2015年06月22日
サマリー
◆少子高齢化による生産年齢人口の減少を補うため、政府の政策では高齢者や女性などの労働参加を促すことに重点が置かれている。一方、製造業からサービス業への就業者シフトが鮮明になっており、サービス業を中心に産業毎に労働生産性を維持・向上させることが求められている。
◆全産業の2014年の高齢化率(65歳以上の高齢就業者が占める割合)の平均は11%、2009年から2014年の期間の高齢化率変動は+1.7%ポイントであった。サービス業、卸売・小売業、農林業において高齢者の就業者数が多く、同期間で高齢化率変動が大きい不動産業、建設業、電気・ガス等業などでは急速に高齢化が進む。高齢化によって労働力と共に付加価値額も減少するとみられるほか、知見・ノウハウの流出等により市場環境が大きく変化した場合に柔軟に対応できないといった問題に直面する可能性もある。
◆全産業の2014年の女性比率(女性の就業者が占める割合)の平均は43%、2009年から2014年の期間の女性比率変動は+1.0%ポイントであった。女性就業者数は、サービス業、卸売・小売業で全体の7割を占める。2009年から2014年の期間で女性就業者数は91万人増加し、サービス業は78万人、卸売・小売業は14万人の増加である。女性の就業増加分のほとんどは、労働生産性の低い産業に集中していると言えよう。

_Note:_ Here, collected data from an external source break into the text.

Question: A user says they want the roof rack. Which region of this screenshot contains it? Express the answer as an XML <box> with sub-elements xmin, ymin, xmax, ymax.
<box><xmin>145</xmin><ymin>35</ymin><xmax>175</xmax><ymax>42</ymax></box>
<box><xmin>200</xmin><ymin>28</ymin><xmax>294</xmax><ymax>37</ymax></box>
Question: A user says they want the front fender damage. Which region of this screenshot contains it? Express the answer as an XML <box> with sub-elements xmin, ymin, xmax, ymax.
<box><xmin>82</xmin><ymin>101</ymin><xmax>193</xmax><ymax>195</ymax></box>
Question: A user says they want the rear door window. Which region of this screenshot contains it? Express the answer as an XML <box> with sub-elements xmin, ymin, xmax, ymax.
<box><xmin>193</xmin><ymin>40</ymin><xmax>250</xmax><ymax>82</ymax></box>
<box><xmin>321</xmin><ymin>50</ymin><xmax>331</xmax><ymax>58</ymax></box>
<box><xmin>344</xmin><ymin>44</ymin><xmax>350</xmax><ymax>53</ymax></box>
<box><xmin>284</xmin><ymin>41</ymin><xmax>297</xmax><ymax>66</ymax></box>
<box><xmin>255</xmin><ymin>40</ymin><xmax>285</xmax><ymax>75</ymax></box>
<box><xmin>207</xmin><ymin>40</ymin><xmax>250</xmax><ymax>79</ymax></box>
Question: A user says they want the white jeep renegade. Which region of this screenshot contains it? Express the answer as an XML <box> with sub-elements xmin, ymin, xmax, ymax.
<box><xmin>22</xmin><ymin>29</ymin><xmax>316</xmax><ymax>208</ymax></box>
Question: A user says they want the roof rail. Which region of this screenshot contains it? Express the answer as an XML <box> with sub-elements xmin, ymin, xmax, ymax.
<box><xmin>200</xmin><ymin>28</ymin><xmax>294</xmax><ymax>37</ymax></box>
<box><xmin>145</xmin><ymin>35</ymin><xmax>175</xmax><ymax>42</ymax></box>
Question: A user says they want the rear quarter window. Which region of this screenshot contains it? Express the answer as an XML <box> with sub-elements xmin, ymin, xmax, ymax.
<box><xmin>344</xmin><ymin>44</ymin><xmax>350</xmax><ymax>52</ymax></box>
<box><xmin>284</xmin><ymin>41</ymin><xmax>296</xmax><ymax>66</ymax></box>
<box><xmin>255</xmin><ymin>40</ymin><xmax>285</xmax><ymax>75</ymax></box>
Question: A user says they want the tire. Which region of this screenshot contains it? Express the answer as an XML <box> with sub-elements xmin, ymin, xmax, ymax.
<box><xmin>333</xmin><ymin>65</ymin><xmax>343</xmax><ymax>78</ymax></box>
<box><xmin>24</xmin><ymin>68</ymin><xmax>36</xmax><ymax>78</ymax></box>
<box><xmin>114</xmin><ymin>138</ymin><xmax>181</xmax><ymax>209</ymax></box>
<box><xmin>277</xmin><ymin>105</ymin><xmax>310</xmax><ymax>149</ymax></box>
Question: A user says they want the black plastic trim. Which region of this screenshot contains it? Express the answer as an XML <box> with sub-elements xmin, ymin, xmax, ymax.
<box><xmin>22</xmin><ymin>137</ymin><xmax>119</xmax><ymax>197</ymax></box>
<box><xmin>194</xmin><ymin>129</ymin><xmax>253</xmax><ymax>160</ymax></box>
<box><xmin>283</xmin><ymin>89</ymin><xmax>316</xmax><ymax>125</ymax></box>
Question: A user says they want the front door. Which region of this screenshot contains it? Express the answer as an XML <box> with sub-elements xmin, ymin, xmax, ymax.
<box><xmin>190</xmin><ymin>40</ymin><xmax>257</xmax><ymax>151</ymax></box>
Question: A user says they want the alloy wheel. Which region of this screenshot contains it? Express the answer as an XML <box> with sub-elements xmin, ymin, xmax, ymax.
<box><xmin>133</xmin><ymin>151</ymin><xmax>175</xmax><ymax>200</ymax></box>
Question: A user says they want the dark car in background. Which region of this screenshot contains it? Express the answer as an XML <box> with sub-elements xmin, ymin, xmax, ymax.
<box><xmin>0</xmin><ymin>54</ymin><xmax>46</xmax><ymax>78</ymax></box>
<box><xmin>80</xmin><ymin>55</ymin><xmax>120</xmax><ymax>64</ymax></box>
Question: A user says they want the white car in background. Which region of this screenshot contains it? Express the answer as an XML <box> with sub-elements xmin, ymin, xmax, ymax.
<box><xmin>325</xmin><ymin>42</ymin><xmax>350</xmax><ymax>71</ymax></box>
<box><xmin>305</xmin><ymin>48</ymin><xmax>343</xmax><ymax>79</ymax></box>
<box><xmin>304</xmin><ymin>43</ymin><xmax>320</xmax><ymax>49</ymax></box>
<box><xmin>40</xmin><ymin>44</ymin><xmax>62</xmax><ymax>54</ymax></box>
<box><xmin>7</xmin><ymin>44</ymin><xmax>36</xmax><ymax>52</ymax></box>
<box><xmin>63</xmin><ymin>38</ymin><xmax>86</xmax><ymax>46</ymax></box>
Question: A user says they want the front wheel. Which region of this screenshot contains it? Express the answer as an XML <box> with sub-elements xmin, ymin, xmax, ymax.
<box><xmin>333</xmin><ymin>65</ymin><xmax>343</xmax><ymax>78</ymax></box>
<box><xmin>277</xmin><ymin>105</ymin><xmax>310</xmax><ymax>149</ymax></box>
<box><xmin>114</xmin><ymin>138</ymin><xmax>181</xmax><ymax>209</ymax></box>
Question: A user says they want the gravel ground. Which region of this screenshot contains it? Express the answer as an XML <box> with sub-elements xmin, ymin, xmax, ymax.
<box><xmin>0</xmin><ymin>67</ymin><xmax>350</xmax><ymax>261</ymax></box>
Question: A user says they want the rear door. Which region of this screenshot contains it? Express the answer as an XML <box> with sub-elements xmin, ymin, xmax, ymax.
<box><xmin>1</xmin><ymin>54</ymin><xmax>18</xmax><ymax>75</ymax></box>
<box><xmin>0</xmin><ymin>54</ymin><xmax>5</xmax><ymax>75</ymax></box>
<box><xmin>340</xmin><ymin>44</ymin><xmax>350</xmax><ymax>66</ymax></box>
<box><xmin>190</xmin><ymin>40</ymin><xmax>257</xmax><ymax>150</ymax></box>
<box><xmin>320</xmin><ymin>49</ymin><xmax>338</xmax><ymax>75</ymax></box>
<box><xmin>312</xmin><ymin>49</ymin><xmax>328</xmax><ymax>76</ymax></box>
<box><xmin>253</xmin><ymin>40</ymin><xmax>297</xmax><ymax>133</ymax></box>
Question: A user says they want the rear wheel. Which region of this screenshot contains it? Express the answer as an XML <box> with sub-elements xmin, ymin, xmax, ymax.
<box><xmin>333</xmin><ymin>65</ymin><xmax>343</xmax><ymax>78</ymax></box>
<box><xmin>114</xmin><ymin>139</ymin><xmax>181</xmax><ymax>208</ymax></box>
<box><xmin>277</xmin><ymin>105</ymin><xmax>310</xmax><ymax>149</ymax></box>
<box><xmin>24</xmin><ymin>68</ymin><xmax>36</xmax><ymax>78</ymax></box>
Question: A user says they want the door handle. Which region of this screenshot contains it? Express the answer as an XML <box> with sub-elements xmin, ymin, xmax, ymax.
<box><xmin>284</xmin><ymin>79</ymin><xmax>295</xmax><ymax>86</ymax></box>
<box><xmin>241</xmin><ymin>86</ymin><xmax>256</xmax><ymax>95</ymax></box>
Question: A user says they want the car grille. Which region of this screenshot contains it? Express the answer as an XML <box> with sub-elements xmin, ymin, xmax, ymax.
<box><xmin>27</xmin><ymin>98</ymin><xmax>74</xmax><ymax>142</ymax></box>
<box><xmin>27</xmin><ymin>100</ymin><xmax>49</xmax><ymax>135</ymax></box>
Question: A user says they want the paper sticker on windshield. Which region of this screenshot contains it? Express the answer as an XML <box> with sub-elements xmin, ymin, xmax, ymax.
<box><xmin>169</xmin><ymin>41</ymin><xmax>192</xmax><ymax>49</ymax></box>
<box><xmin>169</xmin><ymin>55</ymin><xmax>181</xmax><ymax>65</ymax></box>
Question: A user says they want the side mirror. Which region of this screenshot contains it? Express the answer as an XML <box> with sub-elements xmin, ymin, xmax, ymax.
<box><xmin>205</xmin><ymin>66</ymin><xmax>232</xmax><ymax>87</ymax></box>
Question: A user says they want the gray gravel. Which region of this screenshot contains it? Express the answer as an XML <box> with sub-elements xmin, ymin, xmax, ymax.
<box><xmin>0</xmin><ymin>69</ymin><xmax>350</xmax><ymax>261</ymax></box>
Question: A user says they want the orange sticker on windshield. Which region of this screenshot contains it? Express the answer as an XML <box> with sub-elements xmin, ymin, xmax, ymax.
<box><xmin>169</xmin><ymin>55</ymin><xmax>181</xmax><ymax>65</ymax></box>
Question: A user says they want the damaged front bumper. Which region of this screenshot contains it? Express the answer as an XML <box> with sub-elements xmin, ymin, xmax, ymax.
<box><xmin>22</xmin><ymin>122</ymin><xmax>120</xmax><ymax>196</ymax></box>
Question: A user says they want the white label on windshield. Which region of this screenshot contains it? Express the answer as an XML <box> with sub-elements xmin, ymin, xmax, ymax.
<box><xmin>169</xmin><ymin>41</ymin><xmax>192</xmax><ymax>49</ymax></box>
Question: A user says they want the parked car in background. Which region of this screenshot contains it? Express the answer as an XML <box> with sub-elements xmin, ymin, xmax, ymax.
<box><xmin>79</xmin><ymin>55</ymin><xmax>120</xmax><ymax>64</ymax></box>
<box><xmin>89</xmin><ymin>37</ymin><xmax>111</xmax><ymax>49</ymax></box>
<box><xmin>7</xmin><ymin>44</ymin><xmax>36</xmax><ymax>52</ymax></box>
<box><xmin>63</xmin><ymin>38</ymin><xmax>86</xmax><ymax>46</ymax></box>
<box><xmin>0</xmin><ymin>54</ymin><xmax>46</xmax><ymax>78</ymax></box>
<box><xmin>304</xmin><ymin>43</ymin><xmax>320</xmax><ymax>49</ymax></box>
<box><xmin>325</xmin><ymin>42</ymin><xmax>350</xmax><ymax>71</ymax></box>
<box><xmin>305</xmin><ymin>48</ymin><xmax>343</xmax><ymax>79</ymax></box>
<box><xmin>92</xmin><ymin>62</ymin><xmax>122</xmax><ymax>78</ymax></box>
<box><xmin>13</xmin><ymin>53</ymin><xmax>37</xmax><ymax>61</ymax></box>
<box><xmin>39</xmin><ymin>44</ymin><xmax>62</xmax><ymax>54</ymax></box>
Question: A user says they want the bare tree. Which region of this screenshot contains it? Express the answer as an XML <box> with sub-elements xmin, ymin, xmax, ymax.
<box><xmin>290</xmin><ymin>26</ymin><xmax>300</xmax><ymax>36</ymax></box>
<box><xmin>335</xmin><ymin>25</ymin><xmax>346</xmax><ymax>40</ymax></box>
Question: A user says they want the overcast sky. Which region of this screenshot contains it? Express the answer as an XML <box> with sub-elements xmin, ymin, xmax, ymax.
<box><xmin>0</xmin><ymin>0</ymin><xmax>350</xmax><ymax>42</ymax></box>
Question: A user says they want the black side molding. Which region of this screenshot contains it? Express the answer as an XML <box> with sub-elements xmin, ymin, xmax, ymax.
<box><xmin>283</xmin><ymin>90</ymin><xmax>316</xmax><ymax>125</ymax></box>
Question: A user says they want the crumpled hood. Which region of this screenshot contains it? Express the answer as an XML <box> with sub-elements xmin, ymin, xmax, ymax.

◆他方、就業形態に幅のある非正規雇用が拡大している。全産業の2014年の非正規率(非正規雇用者が占める割合)の平均は31%、2009年から2014年の期間の非正規率変動は+3.5%ポイントである。非正規率の変動が大きい産業と小さい産業で二極化しており、非正規率が高い卸売・小売業とサービス業が全体を押し上げている。近年は製造業で非正規雇用者数が大きく増加しているが、労働生産性は低迷している。
◆各産業の労働生産性向上のためには、これまで以上に高齢者、女性や非正規雇用の就業を適切に付加価値に結び付けることが求められるのではないか。同時に、新たな就業者のモチベーションと職場環境のギャップを埋めて、各産業において労働生産性を向上させることも重要になろう。